122 2015b: XXXV). L’accostamento di questi due termini, impensabile nel periodo appena successivo alla Conquista, al tempo di Valeriano è invece la dimostrazione di un cambiamento in corso, del passaggio dal passato indigeno a un avvenire evangelizzato sempre più vicino e concreto. La ripetizione dello stesso vocabolo in lingue diverse rappresenta, allora, una vera e propria tra-duzione culturale: identificare il Dios cristiano nel Teotl azteco non è semplicemente la presentazione del corrispettivo linguistico ma un atto cosciente e voluto di conversione e identificazione con la nuova realtà cristianizzata. L’intero racconto, bellissimo esempio dell’espressione letteraria indigena, è veicolo di un universo simbolico che di fatto mira alla trasmissione di una più complessa e articolata concezione filosofica, a metà strada tra il pensiero nahua e quello cristiano.
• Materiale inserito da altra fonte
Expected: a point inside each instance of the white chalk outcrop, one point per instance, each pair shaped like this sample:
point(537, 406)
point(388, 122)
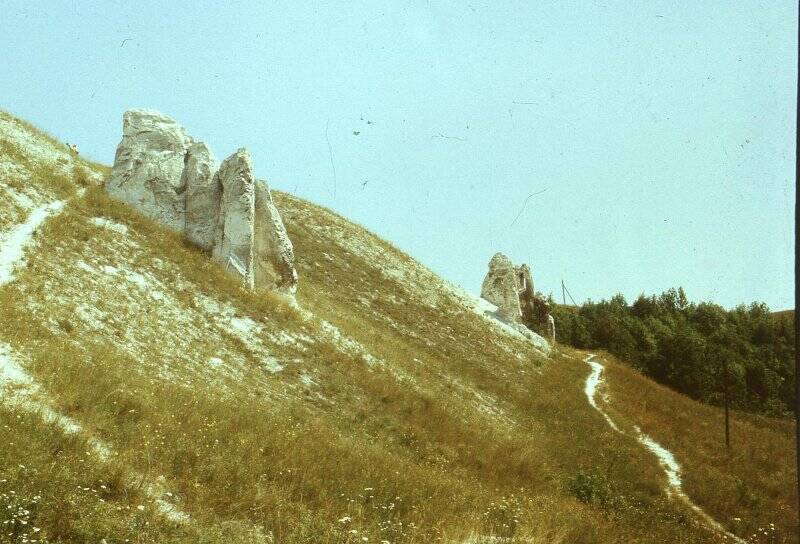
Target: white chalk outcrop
point(148, 166)
point(510, 289)
point(177, 181)
point(500, 287)
point(202, 195)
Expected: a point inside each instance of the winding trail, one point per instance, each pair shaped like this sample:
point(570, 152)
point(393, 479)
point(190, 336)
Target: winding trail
point(12, 245)
point(665, 457)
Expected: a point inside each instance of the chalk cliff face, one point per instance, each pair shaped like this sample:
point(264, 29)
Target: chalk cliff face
point(202, 195)
point(234, 233)
point(148, 166)
point(500, 287)
point(177, 181)
point(510, 288)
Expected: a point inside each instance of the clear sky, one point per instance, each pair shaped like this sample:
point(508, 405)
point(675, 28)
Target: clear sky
point(658, 135)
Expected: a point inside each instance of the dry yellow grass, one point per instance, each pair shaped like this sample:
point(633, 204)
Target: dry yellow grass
point(417, 423)
point(750, 488)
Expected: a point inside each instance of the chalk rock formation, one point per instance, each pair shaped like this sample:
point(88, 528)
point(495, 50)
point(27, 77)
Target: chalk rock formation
point(169, 177)
point(510, 288)
point(202, 195)
point(551, 328)
point(233, 238)
point(148, 165)
point(274, 254)
point(500, 287)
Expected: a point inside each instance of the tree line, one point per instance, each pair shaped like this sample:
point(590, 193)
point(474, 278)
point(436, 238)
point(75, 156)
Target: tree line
point(696, 349)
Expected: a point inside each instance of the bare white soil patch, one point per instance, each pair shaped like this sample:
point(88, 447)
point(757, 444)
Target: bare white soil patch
point(666, 459)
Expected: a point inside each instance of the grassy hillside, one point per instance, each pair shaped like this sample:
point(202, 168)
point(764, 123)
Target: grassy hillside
point(380, 407)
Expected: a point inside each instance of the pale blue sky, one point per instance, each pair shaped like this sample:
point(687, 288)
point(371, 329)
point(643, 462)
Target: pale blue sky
point(662, 133)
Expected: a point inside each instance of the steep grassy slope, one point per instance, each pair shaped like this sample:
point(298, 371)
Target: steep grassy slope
point(749, 488)
point(381, 407)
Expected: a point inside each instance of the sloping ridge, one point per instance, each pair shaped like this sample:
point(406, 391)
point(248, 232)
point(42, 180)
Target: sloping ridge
point(384, 405)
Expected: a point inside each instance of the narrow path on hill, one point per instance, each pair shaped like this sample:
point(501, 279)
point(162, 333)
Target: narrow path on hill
point(17, 385)
point(12, 244)
point(665, 457)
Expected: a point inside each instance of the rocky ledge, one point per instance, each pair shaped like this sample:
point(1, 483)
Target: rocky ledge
point(167, 175)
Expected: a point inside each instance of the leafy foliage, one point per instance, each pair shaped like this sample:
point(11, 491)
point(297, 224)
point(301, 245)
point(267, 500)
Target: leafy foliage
point(688, 346)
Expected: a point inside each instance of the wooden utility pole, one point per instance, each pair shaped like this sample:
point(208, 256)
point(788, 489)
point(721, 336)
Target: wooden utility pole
point(725, 395)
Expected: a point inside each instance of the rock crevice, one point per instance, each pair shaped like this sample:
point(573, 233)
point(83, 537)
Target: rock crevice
point(511, 289)
point(167, 175)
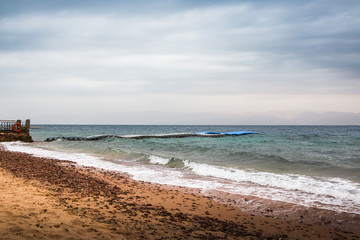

Alla luce di questa breve analisi, il Nican mopohua appare chiaramente come un testo di senso stratificato, portatore di una serie di significati che vanno ricercati nella struttura sintattica della composizione, nelle citazioni intratestuali e nella logica della rivelazione mariana. Se guardiamo al canto degli uccelli con cui si apre il racconto e all’immagine che resta impressa al cadere delle rose dalla tela, ci apparirà evidente il riferimento alla metafora del flor y canto. Per la cultura indigena, come abbiamo visto, questo difrasismo sta a significare l’idea di poesia ma anche, secondo una più profonda riflessione filosofica, l’idea di verità. Il linguaggio poetico, infatti, è il linguaggio della trascendenza, capace di mettere l’uomo in comunicazione con la parte più intima e vera di sé. La poesia, espressione massima del bello e del vero, è dunque il luogo in cui l’uomo vive un’esperienza interiore che lo porta alla conoscenza di “aquello que puede tenerse como verdad” (León-Portilla, 2012: 46). Secondo questa prospettiva, che vede il Nican mopohua come emanazione del flor e del canto, della verità che si esprime attraverso la bellezza, il testo si colora di un nuovo significato simbolico se considerato nel nuovo contesto religioso: verità rivelata, “su reverenciada palabra” (ivi: 107, v. 225) assume sempre più l’aspetto della Sacra Scrittura. Il Nican mopohua, allora, dota la Nuova Spagna di un testo sacro autoctono, in cui l’immagine messianica di Tonantzin-Guadalupe rappresenta il cuore pulsante del nuovo vangelo messicano.